XTDPDGMM: new Stata command for efficient GMM estimation of linear (dynamic) panel models with nonlinear moment conditions

Prateek Bedi replied

27 Jul 2020, 12:02
Hi,

I would like to understand why R-Squared is not calculated/reported in:

1. GMM regressions?
2. System-GMM regressions?
3. Dynamic Panel Regressions?

Further, is it meaningful to interpret R-Squared in instrument-variable regressions such as that reported by ivreg2? Also, is it meaningful to interpret R-Squared in random effects model as that reported by xtreg, re?

Thanks!
Leave a comment:
Sebastian Kripfganz replied

27 Jul 2020, 07:28
Whether the coefficient of the lagged dependent variable is statistically significant or not, should usually not be an indicator of whether to accept the model. Otherwise, such an approach would come close to p-hacking.

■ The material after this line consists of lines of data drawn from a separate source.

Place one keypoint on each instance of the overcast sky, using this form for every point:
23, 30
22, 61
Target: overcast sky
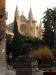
38, 8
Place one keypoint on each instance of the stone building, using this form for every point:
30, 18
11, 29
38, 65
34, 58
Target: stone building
26, 26
2, 38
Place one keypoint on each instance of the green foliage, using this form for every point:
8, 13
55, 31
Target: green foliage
49, 27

Among your three models, only the third would raise immediate concerns based on the given information. If there is higher-order serial correlation as indicated by the Arellano-Bond test, this would cause some of the instruments to be invalid. This could possibly be addressed by adding further lags of the dependent variable and the regressors to the model as regressors (not instruments).

I would recommend to have a look at the section on Model Selection in my 2019 London Stata Conference presentation:
Kripfganz, S. (2019). Generalized method of moments estimation of linear dynamic panel data models. Proceedings of the 2019 London Stata Conference.
1 like
Leave a comment:
Muhammad Ahmad replied

27 Jul 2020, 07:18
Thank you so much for your reply. Further, I would like to ask another important question;

How much the significance of the dependent variable is important to accept the model?

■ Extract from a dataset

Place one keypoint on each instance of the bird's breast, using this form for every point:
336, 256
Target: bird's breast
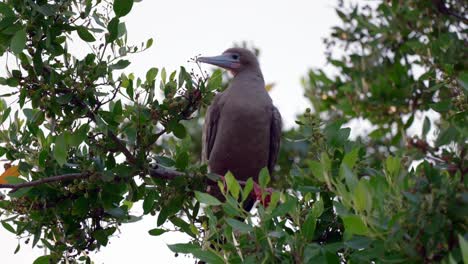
243, 139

In another study, I am estimating 3 models (dependent variables have 3 proxies) with GMM and facing the problem.
1. 1st model (lag of dependent variable (Sig) + Sarga-Hansen (Insig) + Arellano-Bond serial correlation (Insig))
2. 2nd model (lag of dependent variable (Insig) + Sarga-Hansen (Insig) + Arellano-Bond serial correlation (Insig))
3. 3rd model (lag of dependent variable (Sig) + Sarga-Hansen (Sig) + Arellano-Bond serial correlation (Sig))

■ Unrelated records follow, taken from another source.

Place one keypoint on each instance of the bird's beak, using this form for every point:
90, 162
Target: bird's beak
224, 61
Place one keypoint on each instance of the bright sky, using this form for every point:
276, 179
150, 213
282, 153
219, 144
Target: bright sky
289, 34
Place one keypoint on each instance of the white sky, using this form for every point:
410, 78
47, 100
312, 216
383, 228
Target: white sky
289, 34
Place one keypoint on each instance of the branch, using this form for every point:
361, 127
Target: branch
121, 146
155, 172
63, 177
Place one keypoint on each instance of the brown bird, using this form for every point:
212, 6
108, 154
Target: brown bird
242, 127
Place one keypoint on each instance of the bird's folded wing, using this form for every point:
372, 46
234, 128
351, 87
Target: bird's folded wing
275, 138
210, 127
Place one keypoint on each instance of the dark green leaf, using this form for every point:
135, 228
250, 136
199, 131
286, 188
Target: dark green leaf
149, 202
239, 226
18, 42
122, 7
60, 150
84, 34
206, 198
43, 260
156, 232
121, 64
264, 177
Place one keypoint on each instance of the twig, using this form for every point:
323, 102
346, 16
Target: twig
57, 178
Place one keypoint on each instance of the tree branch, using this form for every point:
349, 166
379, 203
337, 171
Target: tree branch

Though estat endog proves that endogenity exists between variables. I tried to overcome the issue by increasing/ decreasing the lag of the dependent/ independent variable but the problem still persists. Please guide should I change my estimation methods?
Leave a comment:
Sebastian Kripfganz replied

27 Jul 2020, 03:15
Your specification and results generally appear all right, assuming that your independent variables are treated as predetermined. If they were endogenous, you should use instruments starting from lag 2 only. If they were strictly exogenous, you could even use lag 0 as an instrument.

Another commonly applied specification test is the Arellano-Bond serial correlation test, estat serial. There, you would want the AR(1) test to reject the null hypothesis and the AR(2), AR(3), ... tests to not reject the null hypothesis.
1 like
Leave a comment:
Muhammad Ahmad replied

27 Jul 2020, 02:09
Dear Sebastian,
I am estimating my research model through two-step differenced GMM. I am a research student from the field of finance not well known with Econometrics.
First, I was trying to estimate my model through xtabond2 and then came to know that xtdpdgmm provides robust results than xtabond2.
ACP- dependent variable
APP, CFV, LEV, CH, TAT, FS, SG are independent and control variables
I am using below command;

Code:

xtdpdgmm L(0/1).ACP APP CFV LEV CH TAT FS SG y_1-y_17, model(diff) collapse gmm(ACP, lag(2 4)) gmm( > CFV LEV CH TAT FS SG , lag(1 3)) iv(y_1-y_17, diff) two vce(r)

below are results

below are results for

Code:

estat overid

Please guide me is it the right command and results are good to interprete? As per my knowledge, results should must show significant lag of dependent variable and insignificant results for hansan-sargan tests. Please guide me Thank you
Leave a comment:
Sebastian Kripfganz replied

22 Jul 2020, 09:53
A new update of xtdpdgmm to version 2.2.7 is now available both on my own website and on SSC (thanks to Kit Baum):

Code:

adoupdate xtdpdgmm, update

Besides some minor bug fixes and improvements under the hood, I reorganized and expanded the Remarks section of the help file, in part to address the feedback from Joseph L. Staats.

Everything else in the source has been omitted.